On Thu, 16 Apr 1998, Jay Hecht wrote:

> Can someone tell me how this isn't a replay of Keynes' analysis of the 1930s?
> I believe we have the following common features:
> 1) Profound loss of confidence in the banking system (exluding the Postal
> Savings system?)
> 2) Withdrawl of money into mattresses.
> 3) Interest rates below 1.75%
> 4) Surplus of savings and capital
> 5) Rising unemployment
> 6) Potential "beggar thy neighbor" exchange rate policy - China hold's the
> deck here

Except for one huge difference: Big Governments everywhere have made sure
that deflationary tendencies haven't turned into a generalized crash or
an actual meltdown in GDP. Instead, Japan has experienced sectoral
financial meltdowns, which the system as a whole has been able to
recontain (the crash of the Bubble in 1990-92, the rising yen shock of
1993-95, and now the Asian crisis of today). All this talk of how Japan is
going to go bankrupt tomorrow is so much hooey -- what's happening is that
some deeply unsettling fears about the length and tenure of the Wall
Street bubble are being projected, by the usual punters and
earnings-obsessed analysts, onto an immensely powerful Japanese economy
all but drained of speculative excess and about to declare its fiscal and
political autonomy from the USA.  

Let's not forget that Japan's postal savings system holds literally
trillions of euros worth of assets, that Japan is running mongo trade
surpluses, and that the current recession is a product of induced by
stupid austerity (Japanese tax hikes on consumption etc.) and the Asian
meltdown (caused by torrid financial speculation). If Japan really did
what Wall Street says, namely raised interest rates and cut domestic
spending, you'd see a global credit and GDP holocaust which would make
the breakup of the Soviet economy look like a success story. The criticism
of Japanese infrastructure boondoggles misses the point -- bridges create
more skills and employment than the $300 billion US military-industrial
complex, in any case, and Japan can use such a stimulus. What the entire
Pacific Rim economy needs right now, however, is a coordinated
**Asia-wide** Keynesianism. This is where the European Union, for all its
manic austerity drives and central bankocracy, is way ahead of East Asia:
the rich Central European countries are sending billions of euros to the
peripheral countries of Europe, have renegotiated Eastern European and
Russian debt at favorable interest rates, and are serving as the consumer
market of final demand for Polish, Czech and Slovenian exporters. No, this
assistance isn't yet enough to start a genuine boom, but it has certainly
kept a floor under these countries during the worst of the Long Depression 
of the Nineties, and offers important clues to what a genuine
Eurokeynesianism might achieve in the next century. 

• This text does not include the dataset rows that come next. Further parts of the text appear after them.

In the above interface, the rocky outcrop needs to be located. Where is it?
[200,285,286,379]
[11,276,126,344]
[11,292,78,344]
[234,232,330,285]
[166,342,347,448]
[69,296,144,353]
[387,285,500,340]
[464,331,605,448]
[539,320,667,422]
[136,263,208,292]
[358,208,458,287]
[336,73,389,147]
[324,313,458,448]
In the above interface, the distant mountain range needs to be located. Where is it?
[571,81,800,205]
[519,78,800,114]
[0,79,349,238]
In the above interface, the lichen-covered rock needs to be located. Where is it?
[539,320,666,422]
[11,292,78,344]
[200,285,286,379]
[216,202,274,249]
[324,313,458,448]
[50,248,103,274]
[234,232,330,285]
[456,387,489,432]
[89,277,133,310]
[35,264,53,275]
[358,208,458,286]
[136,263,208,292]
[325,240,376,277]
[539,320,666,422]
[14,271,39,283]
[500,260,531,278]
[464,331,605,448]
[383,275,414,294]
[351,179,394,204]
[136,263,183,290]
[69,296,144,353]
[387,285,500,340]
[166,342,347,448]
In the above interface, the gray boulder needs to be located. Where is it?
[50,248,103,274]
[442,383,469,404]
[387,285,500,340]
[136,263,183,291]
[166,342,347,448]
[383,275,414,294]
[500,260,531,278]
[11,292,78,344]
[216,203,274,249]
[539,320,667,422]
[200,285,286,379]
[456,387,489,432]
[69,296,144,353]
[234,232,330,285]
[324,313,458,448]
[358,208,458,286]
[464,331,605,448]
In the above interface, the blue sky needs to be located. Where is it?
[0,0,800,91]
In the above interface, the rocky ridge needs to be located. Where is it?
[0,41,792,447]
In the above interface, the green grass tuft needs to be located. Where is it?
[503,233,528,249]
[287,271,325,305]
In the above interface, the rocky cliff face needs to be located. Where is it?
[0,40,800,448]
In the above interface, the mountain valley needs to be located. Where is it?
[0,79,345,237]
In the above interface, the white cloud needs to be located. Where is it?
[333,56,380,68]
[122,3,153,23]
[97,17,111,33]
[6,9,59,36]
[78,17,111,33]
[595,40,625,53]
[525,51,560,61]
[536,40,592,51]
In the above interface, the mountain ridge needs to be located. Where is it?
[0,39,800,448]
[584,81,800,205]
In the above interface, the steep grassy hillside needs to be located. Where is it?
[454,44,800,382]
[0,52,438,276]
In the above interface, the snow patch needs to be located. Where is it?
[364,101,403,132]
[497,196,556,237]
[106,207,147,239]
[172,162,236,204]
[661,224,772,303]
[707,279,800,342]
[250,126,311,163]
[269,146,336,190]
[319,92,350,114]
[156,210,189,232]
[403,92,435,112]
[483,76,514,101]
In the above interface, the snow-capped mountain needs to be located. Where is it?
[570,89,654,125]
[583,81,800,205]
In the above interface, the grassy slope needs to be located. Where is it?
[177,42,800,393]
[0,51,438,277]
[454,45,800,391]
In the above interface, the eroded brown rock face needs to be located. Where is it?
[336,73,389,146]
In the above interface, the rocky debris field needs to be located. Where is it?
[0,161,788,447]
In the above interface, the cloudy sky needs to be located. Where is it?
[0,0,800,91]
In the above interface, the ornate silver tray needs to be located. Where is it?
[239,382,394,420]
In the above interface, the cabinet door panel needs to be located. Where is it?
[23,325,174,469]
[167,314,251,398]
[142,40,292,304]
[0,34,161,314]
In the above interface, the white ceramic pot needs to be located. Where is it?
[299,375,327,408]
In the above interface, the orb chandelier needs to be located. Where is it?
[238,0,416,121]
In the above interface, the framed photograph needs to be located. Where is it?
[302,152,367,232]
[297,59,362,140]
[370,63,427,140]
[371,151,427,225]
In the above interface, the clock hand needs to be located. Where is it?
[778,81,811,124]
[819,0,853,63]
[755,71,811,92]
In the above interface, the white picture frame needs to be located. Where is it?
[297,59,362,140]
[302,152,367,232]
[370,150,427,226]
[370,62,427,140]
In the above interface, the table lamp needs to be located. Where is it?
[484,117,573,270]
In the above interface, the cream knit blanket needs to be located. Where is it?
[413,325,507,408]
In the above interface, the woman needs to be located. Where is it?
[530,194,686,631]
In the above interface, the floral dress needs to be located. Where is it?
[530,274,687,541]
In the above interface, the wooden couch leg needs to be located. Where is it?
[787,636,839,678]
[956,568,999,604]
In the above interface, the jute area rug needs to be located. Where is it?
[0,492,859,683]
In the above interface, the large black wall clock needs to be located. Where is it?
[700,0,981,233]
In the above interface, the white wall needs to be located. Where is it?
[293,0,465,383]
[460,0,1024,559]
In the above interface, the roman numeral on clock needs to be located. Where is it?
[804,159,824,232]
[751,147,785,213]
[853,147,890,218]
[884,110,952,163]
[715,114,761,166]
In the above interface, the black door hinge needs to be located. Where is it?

If the Sony chairperson is serious about restarting the Pacific Rim
economy, then we're talking huge debt write-offs for Southeast Asian
countries, to be made up the good old-fashioned way, by printing more yen.
This doesn't have to be hyperinflationary (though it ought to be at least
mildly inflationary, to counteract the current round of deflation); you
can salt some of these bonds away in some long-term account, safe from
speculators and real estate swindlers, and use the rest to fund an 
expanded welfare state, thus creating the consumer demand these economies
so badly need. At a bare minimum, given the $6.5 trillion GDP Pacific Rim
economy, a deficit stimulus of, say, 5% of GDP should avert
catastrophe -- roughly $325 billion a year. You will note that the $145
billion IMF bailout, plus the $120 billion or so Hashimoto plan, plus the
innumerable private bailouts by European and Japanese banks of their
Southeast Asian loans, whose total we won't know for awhile, come pretty
close to this already. This is the bare minimum, of course; to really kick
things into gear, Japan, Hong Kong, Singapore and Taiwan would
have to spend a whole lot more. At this point, they don't have much
choice; either they and the Europeans start spending some real money, or
we're going to see another round of hideous deflationary collapses and
corresponding trillion-dollar bailouts, this time on a truly planetary
scale. Wall Street had better pray for Nippokeynesianism, else the 1998
Bubble is going to go the way of the 1989 Nikkei.